Jaguar Land Rover's pre-tax profit of £1.5bn placed it significantly above the over-£50m threshold for a large organisation. The judge said the starting point for the fine was £600,000 (in the £300,000-£1.5m range).
However, Judge Parker referred to R v Thames Water Utilities and the Court of Appeal's suggestion that organisations which have offended negligently once or twice may face a substantial increase in fine levels. Jaguar Land Rover had two previous convictions.
In the first case, Jaguar Land Rover was fined £30,000 at Liverpool Crown Court for breaches at the company's factory in Halewood on Merseyside on 26 September 2011.
The second case, another incident at the Solihull plant in 2013, involved a 57-year-old maintenance electrician. The car manufacturer pleaded guilty to safety breaches after the worker was dragged into inadequately guarded machinery, suffering life-threatening crush injuries.
In sentencing, the judge said that he had to take the previous offences into account but in the context that Jaguar Land Rover's employees carry out millions of manoeuvres every day.
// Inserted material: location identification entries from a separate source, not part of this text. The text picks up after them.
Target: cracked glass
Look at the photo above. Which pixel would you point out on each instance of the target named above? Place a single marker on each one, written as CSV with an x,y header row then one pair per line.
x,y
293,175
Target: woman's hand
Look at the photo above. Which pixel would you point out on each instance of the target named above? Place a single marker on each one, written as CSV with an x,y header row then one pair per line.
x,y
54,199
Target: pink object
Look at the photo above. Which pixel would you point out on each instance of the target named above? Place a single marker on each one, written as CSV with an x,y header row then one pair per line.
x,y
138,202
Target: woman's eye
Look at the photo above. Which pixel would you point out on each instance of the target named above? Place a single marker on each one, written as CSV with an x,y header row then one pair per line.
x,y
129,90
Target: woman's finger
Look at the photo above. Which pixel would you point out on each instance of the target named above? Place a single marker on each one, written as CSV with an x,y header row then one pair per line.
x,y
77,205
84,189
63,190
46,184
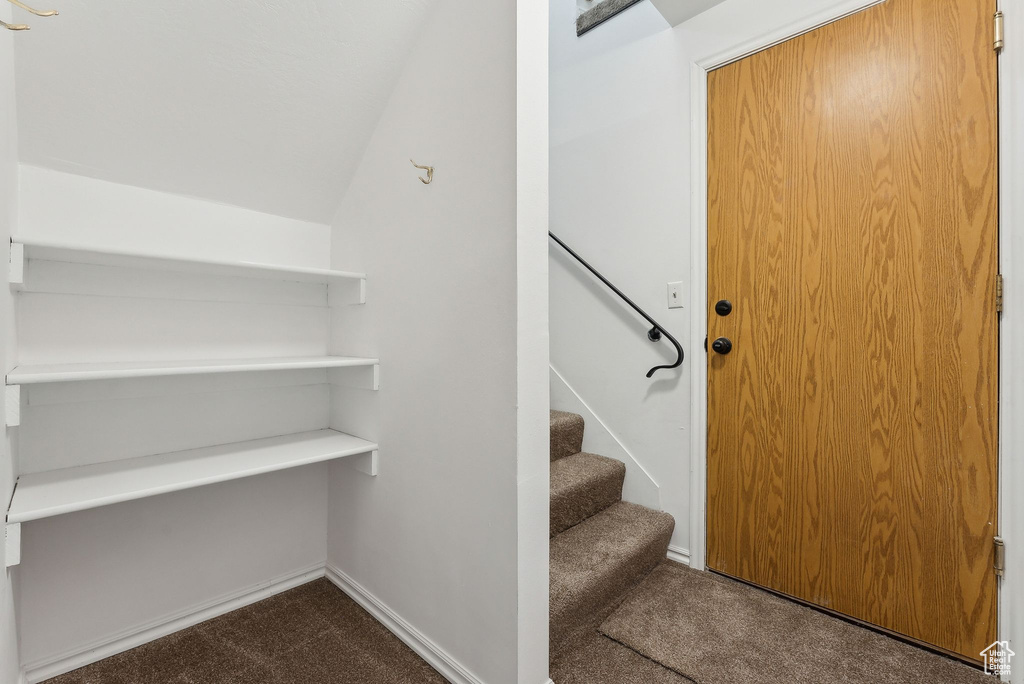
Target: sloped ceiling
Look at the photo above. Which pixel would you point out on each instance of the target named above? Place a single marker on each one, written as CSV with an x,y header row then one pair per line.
x,y
265,104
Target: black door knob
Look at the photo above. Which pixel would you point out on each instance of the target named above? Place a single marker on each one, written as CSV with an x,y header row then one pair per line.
x,y
722,345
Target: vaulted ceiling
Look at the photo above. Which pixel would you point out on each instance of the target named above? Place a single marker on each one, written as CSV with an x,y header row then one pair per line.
x,y
260,103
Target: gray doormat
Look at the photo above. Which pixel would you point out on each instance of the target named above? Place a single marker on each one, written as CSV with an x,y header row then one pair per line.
x,y
717,631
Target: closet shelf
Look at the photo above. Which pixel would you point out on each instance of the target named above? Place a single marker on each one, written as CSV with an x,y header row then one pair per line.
x,y
54,251
31,375
69,489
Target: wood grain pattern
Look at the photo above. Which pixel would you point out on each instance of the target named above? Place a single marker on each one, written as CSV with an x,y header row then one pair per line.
x,y
852,443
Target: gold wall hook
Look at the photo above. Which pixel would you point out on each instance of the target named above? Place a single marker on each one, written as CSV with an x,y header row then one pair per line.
x,y
428,169
37,12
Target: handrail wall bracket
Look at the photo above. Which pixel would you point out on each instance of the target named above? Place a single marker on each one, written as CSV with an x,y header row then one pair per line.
x,y
654,334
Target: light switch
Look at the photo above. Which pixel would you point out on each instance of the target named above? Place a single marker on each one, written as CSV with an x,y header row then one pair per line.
x,y
675,295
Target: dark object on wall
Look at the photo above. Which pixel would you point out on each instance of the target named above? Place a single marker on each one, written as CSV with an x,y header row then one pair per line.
x,y
654,334
600,11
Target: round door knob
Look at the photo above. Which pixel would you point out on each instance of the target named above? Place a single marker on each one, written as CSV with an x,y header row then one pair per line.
x,y
722,345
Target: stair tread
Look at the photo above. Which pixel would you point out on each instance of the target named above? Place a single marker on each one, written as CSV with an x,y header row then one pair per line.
x,y
566,433
601,558
582,485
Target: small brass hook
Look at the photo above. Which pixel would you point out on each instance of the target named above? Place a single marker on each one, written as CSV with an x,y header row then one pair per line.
x,y
428,169
37,12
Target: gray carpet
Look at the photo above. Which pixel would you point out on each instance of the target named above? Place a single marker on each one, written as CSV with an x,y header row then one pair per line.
x,y
717,631
313,634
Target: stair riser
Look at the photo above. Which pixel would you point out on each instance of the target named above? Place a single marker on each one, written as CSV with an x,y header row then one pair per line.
x,y
566,434
571,508
609,587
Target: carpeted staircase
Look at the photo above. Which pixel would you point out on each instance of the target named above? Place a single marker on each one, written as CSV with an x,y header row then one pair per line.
x,y
601,546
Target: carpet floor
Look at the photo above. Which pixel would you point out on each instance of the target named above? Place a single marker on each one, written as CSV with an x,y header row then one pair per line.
x,y
313,634
714,630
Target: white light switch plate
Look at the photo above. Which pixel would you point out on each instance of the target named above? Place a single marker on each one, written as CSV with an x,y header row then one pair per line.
x,y
675,295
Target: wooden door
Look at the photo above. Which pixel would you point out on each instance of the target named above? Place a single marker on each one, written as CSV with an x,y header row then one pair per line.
x,y
853,226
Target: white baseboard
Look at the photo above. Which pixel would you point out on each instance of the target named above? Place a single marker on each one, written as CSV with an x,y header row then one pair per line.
x,y
438,658
679,554
136,636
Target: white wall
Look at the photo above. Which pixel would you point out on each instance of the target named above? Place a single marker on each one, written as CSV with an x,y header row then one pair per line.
x,y
435,536
89,578
620,197
8,219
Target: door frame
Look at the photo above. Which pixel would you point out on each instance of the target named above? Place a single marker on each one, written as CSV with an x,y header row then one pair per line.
x,y
1011,107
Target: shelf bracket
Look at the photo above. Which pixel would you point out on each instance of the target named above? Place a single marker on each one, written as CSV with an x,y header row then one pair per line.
x,y
366,377
15,274
12,544
12,405
348,292
365,463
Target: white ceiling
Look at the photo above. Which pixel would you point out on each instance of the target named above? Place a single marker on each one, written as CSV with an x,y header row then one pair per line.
x,y
265,104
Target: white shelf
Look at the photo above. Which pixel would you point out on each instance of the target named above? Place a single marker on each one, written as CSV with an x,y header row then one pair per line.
x,y
54,251
69,489
31,375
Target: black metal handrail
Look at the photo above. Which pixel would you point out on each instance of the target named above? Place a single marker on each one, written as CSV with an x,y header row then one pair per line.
x,y
654,334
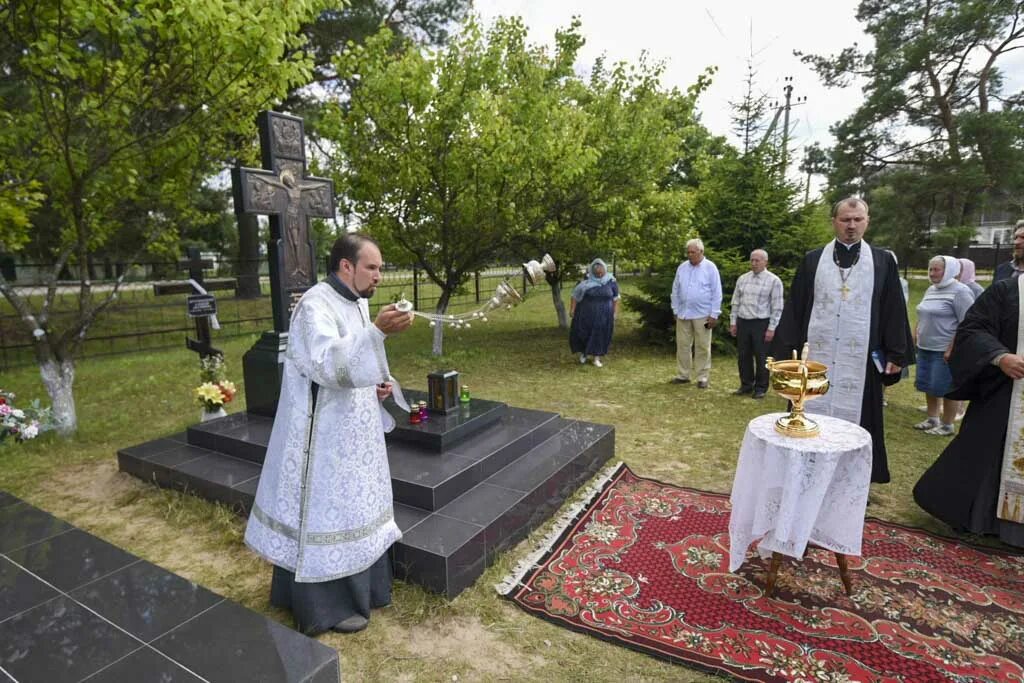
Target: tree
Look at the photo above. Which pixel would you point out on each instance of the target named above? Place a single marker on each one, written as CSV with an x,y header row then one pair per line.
x,y
934,99
110,102
616,200
741,202
438,150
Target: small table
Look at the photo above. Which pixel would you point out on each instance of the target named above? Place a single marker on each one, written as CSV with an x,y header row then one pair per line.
x,y
793,492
He also took into account the steps taken by the company to prevent a repeat of the accident, and the fact that the car manufacturer had sought to have an effective safety and health system in place. This included investing significantly into research to identify how it could conduct operations in accordance with its duties under the Health and Safety at Work Act.
Jaguar Land Rover was fined £900,000 and ordered to pay £49,800 in costs.